Your total cholesterol may go up a little bit, your LDL may go up a little bit, and most doctors are going to think that’s pretty bad, but when you look at the types of LDL, for most you see a shift from small, dense, and inflammatory to larger, buoyant, and less inflammatory. Many physicians still aren’t aware of this.
Can you talk a little more about the health benefits of saturated fats?

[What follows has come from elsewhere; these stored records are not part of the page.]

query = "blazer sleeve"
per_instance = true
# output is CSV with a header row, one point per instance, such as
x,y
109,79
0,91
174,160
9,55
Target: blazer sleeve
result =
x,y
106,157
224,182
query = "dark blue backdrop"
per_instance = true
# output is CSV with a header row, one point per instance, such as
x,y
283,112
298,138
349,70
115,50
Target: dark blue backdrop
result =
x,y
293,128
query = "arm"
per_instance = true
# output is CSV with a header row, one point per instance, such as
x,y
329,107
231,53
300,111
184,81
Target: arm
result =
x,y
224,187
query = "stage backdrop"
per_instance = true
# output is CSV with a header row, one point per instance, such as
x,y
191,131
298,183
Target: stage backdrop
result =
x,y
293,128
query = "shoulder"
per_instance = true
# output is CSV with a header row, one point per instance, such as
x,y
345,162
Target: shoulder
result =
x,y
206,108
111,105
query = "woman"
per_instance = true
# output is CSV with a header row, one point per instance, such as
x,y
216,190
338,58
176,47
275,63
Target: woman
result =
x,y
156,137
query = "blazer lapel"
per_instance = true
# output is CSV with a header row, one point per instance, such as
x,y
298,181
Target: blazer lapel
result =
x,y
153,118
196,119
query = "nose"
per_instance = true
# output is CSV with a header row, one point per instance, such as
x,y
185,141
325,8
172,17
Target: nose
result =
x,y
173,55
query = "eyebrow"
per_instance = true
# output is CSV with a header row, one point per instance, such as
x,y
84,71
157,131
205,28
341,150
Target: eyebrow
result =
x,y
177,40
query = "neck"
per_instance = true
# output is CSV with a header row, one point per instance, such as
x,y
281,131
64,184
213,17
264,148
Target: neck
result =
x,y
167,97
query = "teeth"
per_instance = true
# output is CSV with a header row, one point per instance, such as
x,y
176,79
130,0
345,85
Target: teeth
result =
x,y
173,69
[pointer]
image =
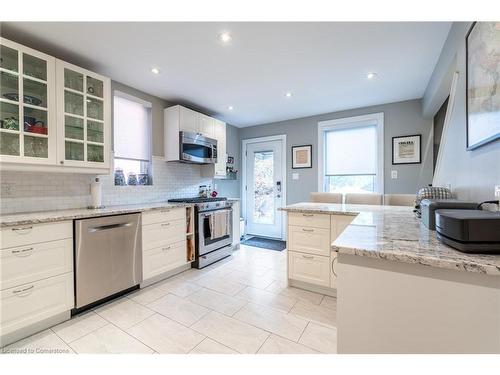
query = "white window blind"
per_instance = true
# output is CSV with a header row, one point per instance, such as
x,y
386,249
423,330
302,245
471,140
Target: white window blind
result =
x,y
351,151
132,129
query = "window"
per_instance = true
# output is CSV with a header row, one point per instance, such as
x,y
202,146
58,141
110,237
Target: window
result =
x,y
132,140
352,157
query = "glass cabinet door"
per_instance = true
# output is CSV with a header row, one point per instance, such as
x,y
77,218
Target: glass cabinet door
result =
x,y
83,116
24,104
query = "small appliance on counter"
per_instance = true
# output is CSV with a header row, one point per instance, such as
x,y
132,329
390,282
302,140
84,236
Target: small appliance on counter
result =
x,y
469,231
428,209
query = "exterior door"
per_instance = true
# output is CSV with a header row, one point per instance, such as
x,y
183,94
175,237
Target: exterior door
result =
x,y
264,188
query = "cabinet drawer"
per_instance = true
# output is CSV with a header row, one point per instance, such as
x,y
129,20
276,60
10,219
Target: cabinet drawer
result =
x,y
25,264
309,220
308,268
31,303
309,240
35,233
163,259
160,234
166,214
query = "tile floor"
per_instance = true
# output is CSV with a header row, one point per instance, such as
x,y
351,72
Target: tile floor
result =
x,y
239,305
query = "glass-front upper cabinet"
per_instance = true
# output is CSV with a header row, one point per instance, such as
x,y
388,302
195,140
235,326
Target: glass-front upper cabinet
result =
x,y
27,105
84,121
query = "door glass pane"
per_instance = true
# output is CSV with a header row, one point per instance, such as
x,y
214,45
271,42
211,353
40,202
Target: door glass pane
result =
x,y
94,87
74,151
95,131
35,93
9,87
9,116
73,103
95,153
73,80
8,58
73,127
35,121
36,147
263,212
95,109
9,144
34,67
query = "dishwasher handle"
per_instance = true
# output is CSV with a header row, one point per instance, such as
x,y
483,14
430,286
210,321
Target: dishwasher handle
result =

In general, I think most saturated fats are probably much healthier than we thought — particularly when they are being ingested from quality sources and particularly if people aren’t eating a lot of refined, poor-quality carbs and sugar in their diet.
Fats can be problematic when they’re both of poor quality and when they are accompanied by poor-quality carbohydrates — that’s sort of the perfect storm for a pro-inflammatory state.
There are also many different types of saturated fat. Examples of good types of saturated fat include coconut oil and the saturated fats found in pasture-raised meats and dairy from pasture-raised animals. That’s different from what you will find in a cow that’s in a feedlot, getting grains — and the pesticide residues that come with the grains — and antibiotics.
Saturated fats are more resistant to oxidation. And, it’s really the oxidation of fats that tend to make them more pro-inflammatory. Saturated fats — compared to many of the omega-6 vegetable oils, which are polyunsaturated — tend to be much more stable and resistant to oxidative stress.
Why is nutritional science often so contradictory and confusing?
So many studies look at large populations of people, relying on food diaries and journals, which are notoriously inaccurate, and then make these correlations based on health outcomes over a period of time that I think have been, at best, conflicting.
And when you look at biologic systems, particularly the fat in our bodies that forms the cell membranes of all of our cells, and the linings of our neurons, and brain, and nervous system, it’s intuitive that the more polyunsaturated those fats are, the more prone they’re going to be to oxidative stress and inflammation. So I think we need both, but I do think the message unfortunately has unfairly chastised saturated fats, and has not been able to distinguish good quality from bad quality, because everything’s just lumped together in most of this epidemiological research.
Why do a lot of organizations and experts still push a no-fat or low-fat message?
I think that is such an important question. I’ve been in practice almost 30 years, and I have had very academic roots all along. And there is this incredible delay…The structures and organizations and associations that…we look to for guidance and advice…are not nimble at all. They bring inherent bias. These are good people, but there’s an inherent bias that these structures tend to embrace. We all know that there are researchers who will lose grant support overnight if they suddenly go from a “fat is bad” to a “fat is perhaps actually good for us” mindset. They’ll struggle to maintain their academic integrity based on the culture they’re in. Try getting things into peer-reviewed articles when you start going against mainstream thinking, and you can find yourself out there.
You know, if you were admitted to a coronary care unit in the 1950s, you were put on a low-starch diet. I mean, that was what was restricted — bread and pasta. Fat was less the concern. And it was really Ancel Keys and other researchers who began to change the way we think about fat and demonize it.
Because our institutions don’t always serve us as objectively and as nimbly as we would like to think, it’s so important that people try different things in their own lives and then assess what impact these things have on them. People have to become co-investigators of their own lives and be willing to challenge conventional wisdom — particularly if they’re not in a place of good health and if following the advice of others has not led to positive outcomes.